Structuration. Sortie de l'indivision sur l'appartement (rachat de la part du frère ou vente). Réorganisation du portefeuille hérité en profitant de la purge des plus-values au décès, réinvesti en assurance-vie luxembourgeoise. Les liquidités alimentent l'allocation en poches, déployée sur 12-18 mois.
Transmission. Une partie est versée en assurance-vie avant 70 ans, avec clause bénéficiaire au profit de ses enfants (abattement 990 I). Sortie. Besoin ponctuel deux ans plus tard : crédit Lombard adossé aux contrats plutôt que rachat.
Chiffrage illustratif ; le traitement dépend de la composition réelle de la succession.
Commencez par qualifier ce que vous avez reçu (liquidités, titres, assurance-vie, immobilier, entreprise) et son mode de détention (pleine propriété, indivision, démembrement). Sécurisez une poche de liquidité, sortez proprement de l'indivision, exploitez la purge des plus-values au décès pour réorganiser les titres, puis structurez la part financière en assurance-vie luxembourgeoise avec une allocation diversifiée déployée progressivement. Ne vous précipitez pas : il n'y a pas d'urgence à tout investir d'un coup.
Les droits de succession sont dus selon le lien de parenté et après abattements ; ils sont réglés dans le cadre du règlement successoral. Le capital que vous investissez ensuite est net de ces droits. En revanche, les revenus futurs de vos placements seront imposés selon leur nature et leur enveloppe.
C'est le fait que la valeur de référence fiscale des titres et biens hérités est réévaluée à leur valeur au jour du décès. Les plus-values latentes accumulées par le défunt sont ainsi effacées : si vous revendez à un prix proche de la valeur successorale, la plus-value imposable est quasi nulle. C'est une fenêtre pour réorganiser un portefeuille hérité à faible coût fiscal.
Par le partage amiable, le rachat des parts des autres héritiers (licitation) ou la vente du bien, puis répartition du prix. Sortir de l'indivision permet à chaque héritier de structurer librement sa part, alors que l'indivision impose des décisions collectives, souvent sources de blocages. Le notaire encadre l'opération.

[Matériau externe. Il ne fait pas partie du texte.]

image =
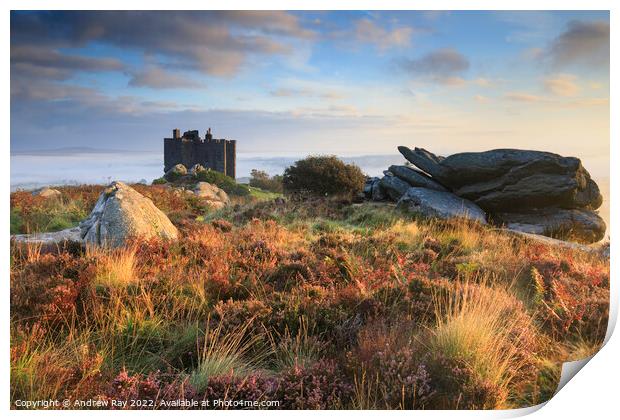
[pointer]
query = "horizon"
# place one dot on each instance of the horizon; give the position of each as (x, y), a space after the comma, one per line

En démembrement, le nu-propriétaire détient le capital et l'usufruitier (souvent le conjoint survivant) en perçoit les revenus. La gestion est partagée. Des outils comme le quasi-usufruit sur les liquidités (avec créance de restitution), une convention de démembrement ou un remploi concerté permettent de fluidifier la situation ; ils s'organisent avec le notaire.
Pour la part financière, l'assurance-vie luxembourgeoise offre un socle robuste (triangle de sécurité, protection supérieure à la garantie française de 70 000 €, univers multi-devises, portabilité), autour duquel on construit une allocation en poches (liquidité, rendement défensif, croissance, non coté). Le crédit Lombard permet de mobiliser des liquidités sans vendre.

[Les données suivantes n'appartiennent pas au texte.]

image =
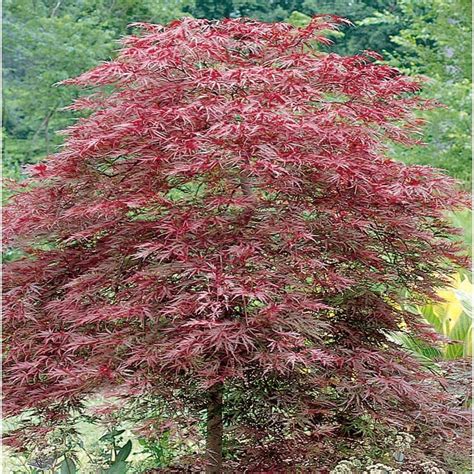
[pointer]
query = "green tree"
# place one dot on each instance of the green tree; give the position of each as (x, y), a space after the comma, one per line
(435, 41)
(46, 41)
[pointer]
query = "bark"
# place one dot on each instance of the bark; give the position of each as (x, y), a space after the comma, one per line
(214, 430)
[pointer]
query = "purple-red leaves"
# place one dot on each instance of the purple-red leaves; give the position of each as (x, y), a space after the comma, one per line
(227, 214)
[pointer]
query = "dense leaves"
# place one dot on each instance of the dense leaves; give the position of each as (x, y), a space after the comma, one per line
(227, 215)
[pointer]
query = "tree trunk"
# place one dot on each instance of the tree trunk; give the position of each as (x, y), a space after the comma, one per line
(214, 430)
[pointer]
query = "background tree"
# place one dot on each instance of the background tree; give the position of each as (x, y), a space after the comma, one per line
(46, 41)
(435, 39)
(226, 234)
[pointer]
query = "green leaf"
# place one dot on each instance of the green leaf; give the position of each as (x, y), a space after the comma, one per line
(110, 436)
(68, 466)
(117, 468)
(124, 452)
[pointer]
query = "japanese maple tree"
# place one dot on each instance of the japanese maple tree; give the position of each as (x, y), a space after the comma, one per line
(225, 232)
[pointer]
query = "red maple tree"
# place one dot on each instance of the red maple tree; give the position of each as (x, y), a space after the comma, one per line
(225, 229)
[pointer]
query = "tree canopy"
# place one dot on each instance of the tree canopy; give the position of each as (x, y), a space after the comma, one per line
(226, 232)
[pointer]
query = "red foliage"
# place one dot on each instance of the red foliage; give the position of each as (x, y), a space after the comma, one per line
(227, 213)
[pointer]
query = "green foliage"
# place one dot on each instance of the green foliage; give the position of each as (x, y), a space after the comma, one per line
(46, 41)
(451, 317)
(435, 40)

Non. On sécurise d'abord une poche de liquidité, puis on déploie progressivement les poches de croissance et de non coté pour lisser les points d'entrée. Investir 3 M€ d'un coup sur les marchés expose inutilement au risque de timing.
L'analyser : rendement, liquidité, fiscalité (revenus fonciers au barème + prélèvements sociaux à 17,2 % pour la location nue, IFI au-delà de 1,3 M€ de patrimoine immobilier net). Selon vos objectifs, on conserve, on arbitre ou on cède, en profitant le cas échéant de la purge des plus-values pour une cession à faible coût fiscal.
En réinvestissant une partie du capital en assurance-vie avant 70 ans : les primes versées avant cet âge ouvrent l'abattement de 152 500 € par bénéficiaire (article 990 I), hors succession. Une clause bénéficiaire bien rédigée, éventuellement démembrée, optimise la transmission à vos héritiers.
À ce niveau et dans un contexte successoral (indivision, démembrement, purge des plus-values, IFI, transmission), un accompagnement coordonné entre conseil en gestion de patrimoine et notaire permet d'éviter les erreurs irréversibles et de structurer efficacement. C'est un moment où les décisions engagent sur le long terme.